Transcript
A (0:00)
Welcome to Manager Tools. This is Sarah and I'm Mark. Today's podcast, Top 10 Hiring Mistakes Number 8 Unprepared. Part 2 of 2.
B (0:12)
This guidance answers these questions. What are the most common mistakes in hiring? By the way, there are a billion of them. What preparation should I do before an interview? And why is being unprepared dangerous for an interview?
A (0:26)
If you want answers to these questions and more, keep listening. Are you working toward your next role? If you're thinking about leadership, start building the skills that prepare you for advancement. Manager Tools Effective manager conferences teach you how to build trust, demonstrate professionalism, and communicate like someone ready for responsibility. Explore upcoming training@manager-tools.com Training folks, it's completely okay for an interviewer to think during their preparation. I want to like working with this person.
B (1:04)
I want to like them.
A (1:05)
I want to like them. I want to enjoy them. I want to have fun with them. It is completely reasonable to assess whether or not you would enjoy working with them when it comes to hiring them. But the idea of the criterion is wasted if it's not turned into behavioral specifics that you and others can interview against.
B (1:28)
Yeah, now look, the amateur manager or interviewer says to herself, well, I don't really have to come up with specifics for liking someone. All I have to do is sense whether or not I like them while I'm interviewing them. And look, guys, that's easy, but it's also cheap. Professionals know better than to be satisfied with easy or cheap. Sometimes. Yeah, it's totally true that easy, simply uncomplicated, works just fine and all the better for it. And less time spent on that, more time on something more important. Good to go. But for important behaviors. And what is not more important than choosing people who will run your company in its future? We reject easy and simple. And we take the time to do the preparation to make sure we're rigorous in our process. And so in the case of liking. Actually, I don't want to get ahead of ourselves.

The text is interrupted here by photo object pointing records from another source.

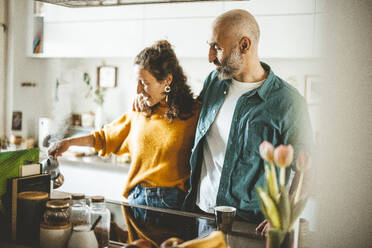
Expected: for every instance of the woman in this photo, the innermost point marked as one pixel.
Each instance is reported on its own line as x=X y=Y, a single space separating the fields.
x=159 y=137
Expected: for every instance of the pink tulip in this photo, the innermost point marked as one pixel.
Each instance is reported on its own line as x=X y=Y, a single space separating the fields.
x=302 y=161
x=267 y=151
x=283 y=155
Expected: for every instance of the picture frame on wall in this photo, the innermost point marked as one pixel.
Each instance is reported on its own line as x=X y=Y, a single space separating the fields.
x=312 y=88
x=107 y=76
x=17 y=121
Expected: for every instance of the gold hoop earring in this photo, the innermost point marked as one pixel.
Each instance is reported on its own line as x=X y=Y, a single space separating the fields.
x=167 y=90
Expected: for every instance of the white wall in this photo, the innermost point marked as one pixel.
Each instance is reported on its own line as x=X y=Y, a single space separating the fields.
x=344 y=180
x=2 y=66
x=32 y=101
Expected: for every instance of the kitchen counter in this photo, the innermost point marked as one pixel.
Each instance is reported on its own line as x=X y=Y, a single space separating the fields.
x=157 y=225
x=160 y=224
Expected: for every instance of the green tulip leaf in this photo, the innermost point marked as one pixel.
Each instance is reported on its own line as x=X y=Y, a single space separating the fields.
x=270 y=208
x=284 y=209
x=276 y=237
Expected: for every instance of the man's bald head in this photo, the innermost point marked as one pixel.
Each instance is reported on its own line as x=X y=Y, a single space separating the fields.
x=236 y=24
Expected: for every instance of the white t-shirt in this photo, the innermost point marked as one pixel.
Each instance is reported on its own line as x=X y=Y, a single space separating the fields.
x=214 y=147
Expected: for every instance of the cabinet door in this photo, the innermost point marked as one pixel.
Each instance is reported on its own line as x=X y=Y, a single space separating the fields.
x=273 y=7
x=183 y=10
x=189 y=36
x=286 y=36
x=93 y=39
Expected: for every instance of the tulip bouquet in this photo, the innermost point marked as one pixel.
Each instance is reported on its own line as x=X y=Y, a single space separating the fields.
x=278 y=207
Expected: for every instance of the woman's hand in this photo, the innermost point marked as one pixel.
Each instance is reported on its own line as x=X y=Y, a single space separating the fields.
x=56 y=149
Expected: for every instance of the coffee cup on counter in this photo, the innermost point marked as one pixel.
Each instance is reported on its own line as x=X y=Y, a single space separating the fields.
x=55 y=230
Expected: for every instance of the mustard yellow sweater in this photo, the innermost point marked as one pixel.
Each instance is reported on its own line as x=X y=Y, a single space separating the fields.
x=160 y=150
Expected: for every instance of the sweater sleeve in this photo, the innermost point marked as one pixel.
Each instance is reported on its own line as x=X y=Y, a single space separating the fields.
x=112 y=137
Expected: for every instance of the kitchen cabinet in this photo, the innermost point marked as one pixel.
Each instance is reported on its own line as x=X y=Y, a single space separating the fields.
x=286 y=36
x=93 y=39
x=287 y=28
x=189 y=36
x=273 y=7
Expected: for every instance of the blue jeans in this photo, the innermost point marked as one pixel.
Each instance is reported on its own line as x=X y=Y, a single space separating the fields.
x=171 y=198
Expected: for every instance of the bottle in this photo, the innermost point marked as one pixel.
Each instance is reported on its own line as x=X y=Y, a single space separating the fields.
x=80 y=212
x=102 y=229
x=57 y=213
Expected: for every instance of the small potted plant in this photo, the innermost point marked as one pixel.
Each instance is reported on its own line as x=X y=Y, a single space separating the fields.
x=278 y=207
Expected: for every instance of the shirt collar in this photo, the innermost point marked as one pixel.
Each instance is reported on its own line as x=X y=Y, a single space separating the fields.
x=264 y=90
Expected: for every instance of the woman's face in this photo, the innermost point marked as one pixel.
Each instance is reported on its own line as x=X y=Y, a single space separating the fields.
x=151 y=89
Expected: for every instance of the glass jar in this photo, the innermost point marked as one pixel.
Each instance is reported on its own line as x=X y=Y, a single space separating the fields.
x=102 y=229
x=57 y=213
x=80 y=212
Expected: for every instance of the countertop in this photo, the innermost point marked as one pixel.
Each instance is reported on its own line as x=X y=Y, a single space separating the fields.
x=157 y=225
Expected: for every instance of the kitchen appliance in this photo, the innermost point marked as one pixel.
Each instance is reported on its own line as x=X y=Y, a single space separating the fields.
x=44 y=131
x=51 y=166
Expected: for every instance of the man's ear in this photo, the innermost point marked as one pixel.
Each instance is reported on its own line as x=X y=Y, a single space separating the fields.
x=244 y=44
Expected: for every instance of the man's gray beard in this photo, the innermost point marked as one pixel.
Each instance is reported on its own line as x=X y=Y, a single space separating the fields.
x=231 y=65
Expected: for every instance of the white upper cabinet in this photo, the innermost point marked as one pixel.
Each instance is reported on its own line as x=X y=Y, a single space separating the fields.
x=286 y=36
x=273 y=7
x=287 y=28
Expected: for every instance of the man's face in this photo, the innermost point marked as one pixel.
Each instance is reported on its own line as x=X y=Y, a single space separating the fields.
x=226 y=57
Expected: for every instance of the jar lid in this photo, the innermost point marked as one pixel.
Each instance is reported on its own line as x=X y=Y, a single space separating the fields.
x=66 y=198
x=33 y=195
x=78 y=196
x=57 y=204
x=98 y=199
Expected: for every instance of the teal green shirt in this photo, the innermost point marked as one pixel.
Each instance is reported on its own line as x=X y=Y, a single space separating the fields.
x=275 y=112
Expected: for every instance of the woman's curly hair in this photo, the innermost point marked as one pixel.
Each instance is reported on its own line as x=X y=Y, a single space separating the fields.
x=160 y=60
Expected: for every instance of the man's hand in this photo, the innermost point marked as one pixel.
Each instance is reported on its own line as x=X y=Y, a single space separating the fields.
x=263 y=227
x=56 y=149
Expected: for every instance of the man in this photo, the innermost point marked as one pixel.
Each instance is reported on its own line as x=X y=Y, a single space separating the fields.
x=243 y=104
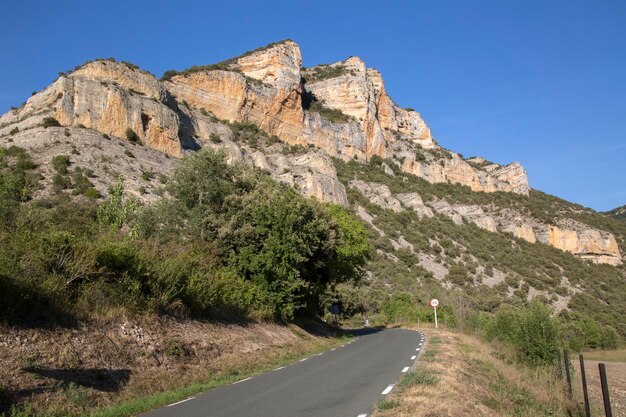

We're going to come back to liking here in just a minute.
A (2:32)
Yeah, folks, an interviewer becomes effective and therefore a professional when they've defined specific behaviors that are really indicative of of success in the role and then have gone a step further, that is, and created questions that will give candidates the ability to communicate their success using those behaviors. A candidate who either doesn't agree with those gatekeeping behaviors or does not have the experience using those behaviors to positive outcomes, or simply doesn't answer the question regarding the use of those behaviors thereby eliminates themself from consideration.